Just don't fuck up: Cybersecurity lessons from engineering disasters

Link to video

Hi all — thanks for having me here. I’m Arya. I graduated with a mechanical engineering degree before making my way into security — firmly on the blue team side of the equation.

Having studied safety engineering and then going into security, I realized there are a lot of parallels. Engineering — especially mechanical, civil, industrial — also deals with risk. The stakes are high: buildings collapsing, chemical explosions, human tragedy. In mechanical engineering, we have robust protocols and controls in place to minimize these risks. Each and every one of these controls is written in blood: somewhere, something happened, and people died, or got hurt, and the industry came together to prevent it from happening again. In security, too, we learn from post-mortems, but thankfully, we almost never deal with the risk of human tragedy — I’m not equating the two. Though, there are areas like hospitals,air traffic control, critical infrastructure, medical devices, where a cybersecurity failure does put lives at risk.

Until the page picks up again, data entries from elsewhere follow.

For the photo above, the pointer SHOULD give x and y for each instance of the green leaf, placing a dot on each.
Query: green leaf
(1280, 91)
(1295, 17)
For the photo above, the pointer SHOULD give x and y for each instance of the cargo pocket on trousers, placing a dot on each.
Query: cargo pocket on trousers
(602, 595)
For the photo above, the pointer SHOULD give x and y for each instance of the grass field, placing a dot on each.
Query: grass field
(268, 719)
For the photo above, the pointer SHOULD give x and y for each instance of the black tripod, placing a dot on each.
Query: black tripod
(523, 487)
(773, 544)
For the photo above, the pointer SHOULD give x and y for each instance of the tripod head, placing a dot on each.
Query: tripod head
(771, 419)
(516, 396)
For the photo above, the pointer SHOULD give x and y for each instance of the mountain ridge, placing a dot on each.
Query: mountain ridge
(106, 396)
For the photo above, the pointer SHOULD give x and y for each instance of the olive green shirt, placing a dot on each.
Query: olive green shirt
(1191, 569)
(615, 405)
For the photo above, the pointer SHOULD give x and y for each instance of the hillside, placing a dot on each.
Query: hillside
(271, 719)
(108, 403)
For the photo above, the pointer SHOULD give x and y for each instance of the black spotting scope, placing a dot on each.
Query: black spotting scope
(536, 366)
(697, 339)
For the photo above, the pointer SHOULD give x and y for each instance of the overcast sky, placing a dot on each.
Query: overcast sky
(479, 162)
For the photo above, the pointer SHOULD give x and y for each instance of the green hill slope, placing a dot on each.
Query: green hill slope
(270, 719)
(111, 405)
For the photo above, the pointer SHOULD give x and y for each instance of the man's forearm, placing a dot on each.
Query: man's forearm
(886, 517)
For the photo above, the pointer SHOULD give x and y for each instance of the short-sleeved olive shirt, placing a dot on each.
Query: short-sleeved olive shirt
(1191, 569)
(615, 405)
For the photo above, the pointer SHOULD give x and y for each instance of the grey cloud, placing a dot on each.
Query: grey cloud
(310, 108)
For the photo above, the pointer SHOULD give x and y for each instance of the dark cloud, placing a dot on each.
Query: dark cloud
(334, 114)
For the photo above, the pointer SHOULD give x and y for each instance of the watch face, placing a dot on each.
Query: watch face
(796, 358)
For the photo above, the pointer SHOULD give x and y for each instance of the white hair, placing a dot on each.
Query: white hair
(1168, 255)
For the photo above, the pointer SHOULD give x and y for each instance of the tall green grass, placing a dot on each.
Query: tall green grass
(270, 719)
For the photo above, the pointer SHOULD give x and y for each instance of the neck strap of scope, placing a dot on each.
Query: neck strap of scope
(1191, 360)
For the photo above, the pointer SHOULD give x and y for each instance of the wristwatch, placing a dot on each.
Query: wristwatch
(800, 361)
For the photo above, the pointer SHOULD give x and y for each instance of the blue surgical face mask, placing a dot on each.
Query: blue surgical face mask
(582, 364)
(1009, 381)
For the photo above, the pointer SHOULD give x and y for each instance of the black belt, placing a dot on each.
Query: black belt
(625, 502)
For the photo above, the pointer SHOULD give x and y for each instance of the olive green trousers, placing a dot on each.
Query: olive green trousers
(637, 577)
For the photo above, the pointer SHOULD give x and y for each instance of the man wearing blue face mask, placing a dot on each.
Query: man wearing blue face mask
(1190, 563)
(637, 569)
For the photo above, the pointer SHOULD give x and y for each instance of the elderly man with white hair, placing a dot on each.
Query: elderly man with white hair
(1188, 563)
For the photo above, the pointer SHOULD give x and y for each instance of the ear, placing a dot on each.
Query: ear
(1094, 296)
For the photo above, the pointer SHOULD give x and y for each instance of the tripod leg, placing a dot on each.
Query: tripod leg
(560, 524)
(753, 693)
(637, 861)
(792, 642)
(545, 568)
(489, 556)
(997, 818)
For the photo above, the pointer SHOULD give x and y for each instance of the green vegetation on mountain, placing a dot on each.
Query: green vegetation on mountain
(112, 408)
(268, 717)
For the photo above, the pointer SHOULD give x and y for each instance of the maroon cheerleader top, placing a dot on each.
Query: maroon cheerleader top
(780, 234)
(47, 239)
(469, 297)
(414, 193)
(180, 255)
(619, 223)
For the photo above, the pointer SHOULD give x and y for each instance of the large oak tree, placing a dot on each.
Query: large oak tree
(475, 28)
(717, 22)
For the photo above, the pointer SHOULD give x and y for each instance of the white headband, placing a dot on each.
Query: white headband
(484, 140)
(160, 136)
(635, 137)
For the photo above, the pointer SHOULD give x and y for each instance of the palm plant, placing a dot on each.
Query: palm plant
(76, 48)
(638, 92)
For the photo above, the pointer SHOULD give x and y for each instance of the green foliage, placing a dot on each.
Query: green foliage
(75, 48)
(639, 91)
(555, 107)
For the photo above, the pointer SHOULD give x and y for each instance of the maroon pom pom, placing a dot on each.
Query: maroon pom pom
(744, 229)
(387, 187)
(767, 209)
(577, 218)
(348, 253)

In this talk, we’re going to go through a few engineering disasters. What lessons we have learned and how we can adapt these lessons to build actionable security measures in our organizations. I use these CONSTANTLY at my company, and I feel they’ve guided me well. By the end of this, I hope to empower you with three tools and ways of thinking that you can start using immediately in your security program.

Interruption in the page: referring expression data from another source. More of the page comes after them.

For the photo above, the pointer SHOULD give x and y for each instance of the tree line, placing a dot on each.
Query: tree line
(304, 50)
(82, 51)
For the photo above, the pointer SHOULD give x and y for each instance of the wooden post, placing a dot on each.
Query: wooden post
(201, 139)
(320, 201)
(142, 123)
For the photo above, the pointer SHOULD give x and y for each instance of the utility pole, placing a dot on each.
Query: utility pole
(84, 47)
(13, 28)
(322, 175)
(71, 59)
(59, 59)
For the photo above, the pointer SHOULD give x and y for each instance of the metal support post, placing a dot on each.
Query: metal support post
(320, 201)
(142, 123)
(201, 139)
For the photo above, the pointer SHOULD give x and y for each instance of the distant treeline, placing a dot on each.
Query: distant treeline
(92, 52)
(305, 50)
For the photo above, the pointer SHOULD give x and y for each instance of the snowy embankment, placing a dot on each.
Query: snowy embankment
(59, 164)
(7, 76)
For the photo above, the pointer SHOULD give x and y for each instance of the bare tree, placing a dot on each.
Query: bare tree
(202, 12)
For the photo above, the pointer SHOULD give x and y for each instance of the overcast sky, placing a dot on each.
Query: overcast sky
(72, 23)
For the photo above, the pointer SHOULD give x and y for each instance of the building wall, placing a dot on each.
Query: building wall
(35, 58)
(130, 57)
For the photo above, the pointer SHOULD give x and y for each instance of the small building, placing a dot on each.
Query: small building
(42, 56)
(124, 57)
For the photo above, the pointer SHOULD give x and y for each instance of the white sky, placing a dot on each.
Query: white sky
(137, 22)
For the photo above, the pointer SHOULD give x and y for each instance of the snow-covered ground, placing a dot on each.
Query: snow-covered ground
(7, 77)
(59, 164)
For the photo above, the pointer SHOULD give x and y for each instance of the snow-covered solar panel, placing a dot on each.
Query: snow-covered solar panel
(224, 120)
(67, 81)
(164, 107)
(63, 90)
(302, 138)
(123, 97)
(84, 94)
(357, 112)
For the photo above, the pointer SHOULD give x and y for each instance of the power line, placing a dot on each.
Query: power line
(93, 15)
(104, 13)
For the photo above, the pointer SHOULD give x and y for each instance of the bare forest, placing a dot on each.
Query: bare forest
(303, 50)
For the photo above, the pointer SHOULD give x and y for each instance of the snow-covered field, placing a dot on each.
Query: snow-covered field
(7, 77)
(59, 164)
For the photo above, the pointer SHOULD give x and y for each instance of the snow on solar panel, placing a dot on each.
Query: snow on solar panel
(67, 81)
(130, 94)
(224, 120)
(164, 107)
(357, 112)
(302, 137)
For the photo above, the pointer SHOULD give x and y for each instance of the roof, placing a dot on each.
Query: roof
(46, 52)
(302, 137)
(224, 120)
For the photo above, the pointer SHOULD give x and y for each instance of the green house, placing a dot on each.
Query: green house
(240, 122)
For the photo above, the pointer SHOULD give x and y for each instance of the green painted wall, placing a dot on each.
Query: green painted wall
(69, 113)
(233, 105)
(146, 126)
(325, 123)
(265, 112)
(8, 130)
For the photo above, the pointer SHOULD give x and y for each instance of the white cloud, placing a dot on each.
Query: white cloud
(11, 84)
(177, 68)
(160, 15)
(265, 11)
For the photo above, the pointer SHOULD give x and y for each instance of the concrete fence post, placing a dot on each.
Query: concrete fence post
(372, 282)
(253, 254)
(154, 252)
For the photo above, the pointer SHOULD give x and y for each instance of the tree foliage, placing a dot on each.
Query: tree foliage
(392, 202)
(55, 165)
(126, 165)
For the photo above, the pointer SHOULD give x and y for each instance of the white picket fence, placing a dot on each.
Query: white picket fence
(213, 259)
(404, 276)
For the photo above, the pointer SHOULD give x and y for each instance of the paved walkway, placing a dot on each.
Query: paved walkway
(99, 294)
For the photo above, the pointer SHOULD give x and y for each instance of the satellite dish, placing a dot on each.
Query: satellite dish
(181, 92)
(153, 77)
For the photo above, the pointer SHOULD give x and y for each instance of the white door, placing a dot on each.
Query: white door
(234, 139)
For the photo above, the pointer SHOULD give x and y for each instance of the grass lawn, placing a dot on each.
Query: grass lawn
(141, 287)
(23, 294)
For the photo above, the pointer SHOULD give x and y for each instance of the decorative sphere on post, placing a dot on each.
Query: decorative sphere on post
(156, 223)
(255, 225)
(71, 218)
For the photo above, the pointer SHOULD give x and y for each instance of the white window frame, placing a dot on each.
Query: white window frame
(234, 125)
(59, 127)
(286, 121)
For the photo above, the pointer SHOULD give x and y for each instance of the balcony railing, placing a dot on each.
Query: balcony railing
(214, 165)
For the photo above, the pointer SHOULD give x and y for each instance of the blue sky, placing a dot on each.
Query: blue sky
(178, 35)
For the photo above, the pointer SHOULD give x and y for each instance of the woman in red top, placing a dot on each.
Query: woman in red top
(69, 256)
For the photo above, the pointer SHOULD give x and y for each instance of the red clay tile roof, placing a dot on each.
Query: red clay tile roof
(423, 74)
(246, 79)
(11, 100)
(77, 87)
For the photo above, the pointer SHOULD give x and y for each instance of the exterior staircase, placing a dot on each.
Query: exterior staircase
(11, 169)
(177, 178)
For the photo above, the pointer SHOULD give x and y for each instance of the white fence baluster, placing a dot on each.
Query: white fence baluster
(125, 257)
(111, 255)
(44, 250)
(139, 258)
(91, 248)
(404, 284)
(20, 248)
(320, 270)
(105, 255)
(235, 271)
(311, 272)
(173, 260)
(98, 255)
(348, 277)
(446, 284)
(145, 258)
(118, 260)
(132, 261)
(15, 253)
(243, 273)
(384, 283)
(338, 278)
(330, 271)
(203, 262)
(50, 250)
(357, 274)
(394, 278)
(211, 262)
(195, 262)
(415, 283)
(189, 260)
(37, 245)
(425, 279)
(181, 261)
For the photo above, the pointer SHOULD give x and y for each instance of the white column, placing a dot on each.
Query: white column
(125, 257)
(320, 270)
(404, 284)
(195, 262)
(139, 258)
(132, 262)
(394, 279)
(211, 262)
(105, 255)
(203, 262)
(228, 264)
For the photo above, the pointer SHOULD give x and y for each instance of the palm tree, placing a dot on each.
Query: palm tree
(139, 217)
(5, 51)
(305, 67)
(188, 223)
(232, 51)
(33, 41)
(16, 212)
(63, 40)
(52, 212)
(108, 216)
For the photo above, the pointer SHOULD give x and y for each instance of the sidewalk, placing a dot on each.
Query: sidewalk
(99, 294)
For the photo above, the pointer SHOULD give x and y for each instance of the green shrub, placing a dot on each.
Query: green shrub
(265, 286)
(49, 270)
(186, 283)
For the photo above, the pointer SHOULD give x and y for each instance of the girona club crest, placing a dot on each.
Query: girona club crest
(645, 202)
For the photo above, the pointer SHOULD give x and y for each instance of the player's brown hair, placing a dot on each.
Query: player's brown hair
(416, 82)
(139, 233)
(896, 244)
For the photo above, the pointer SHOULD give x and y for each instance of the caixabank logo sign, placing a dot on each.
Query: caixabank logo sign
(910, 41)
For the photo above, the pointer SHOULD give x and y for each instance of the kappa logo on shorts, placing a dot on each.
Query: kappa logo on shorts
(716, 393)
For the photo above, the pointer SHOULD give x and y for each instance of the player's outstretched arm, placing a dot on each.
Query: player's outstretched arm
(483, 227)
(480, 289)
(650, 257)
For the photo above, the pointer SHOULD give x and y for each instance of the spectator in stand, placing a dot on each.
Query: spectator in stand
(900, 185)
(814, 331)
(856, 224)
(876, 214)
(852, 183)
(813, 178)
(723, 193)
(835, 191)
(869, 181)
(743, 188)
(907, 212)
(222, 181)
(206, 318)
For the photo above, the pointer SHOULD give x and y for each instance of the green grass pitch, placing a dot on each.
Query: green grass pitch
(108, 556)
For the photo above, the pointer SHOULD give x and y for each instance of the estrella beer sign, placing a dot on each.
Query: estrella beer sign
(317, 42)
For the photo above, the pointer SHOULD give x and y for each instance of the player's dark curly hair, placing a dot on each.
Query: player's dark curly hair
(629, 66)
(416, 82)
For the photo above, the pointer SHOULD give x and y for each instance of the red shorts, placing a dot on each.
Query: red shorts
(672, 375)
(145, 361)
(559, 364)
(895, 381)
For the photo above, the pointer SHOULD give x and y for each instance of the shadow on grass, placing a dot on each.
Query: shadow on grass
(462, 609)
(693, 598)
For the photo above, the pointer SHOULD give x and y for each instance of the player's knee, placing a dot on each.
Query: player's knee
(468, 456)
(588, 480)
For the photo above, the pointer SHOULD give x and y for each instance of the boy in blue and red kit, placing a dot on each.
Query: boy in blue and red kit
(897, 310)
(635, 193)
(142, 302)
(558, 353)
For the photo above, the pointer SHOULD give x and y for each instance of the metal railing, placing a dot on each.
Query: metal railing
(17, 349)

Before we begin, a quick content note: I’m going to be talking about actual, real engineering disasters. In some of these cases, people have died, or been seriously injured. I’m not going to show any graphic images — but I will be talking details, and some of this content may be distressing. Please feel free to step out at any time, or skip this talk entirely; I totally understand.

Let’s start with a classic example, something I’m sure you’re all familiar with: the October 21st, 2016 incident at the MGPI processing facility in Atchison, Kansas. No? Okay, here’s what happened. In Kansas they got this big faciltiy that makes spirits, wheat protein, starch, a bunch of other stuff. If you’re not familiar with such facilities, they use pretty gnarly chemicals — even the ones that make food stuff.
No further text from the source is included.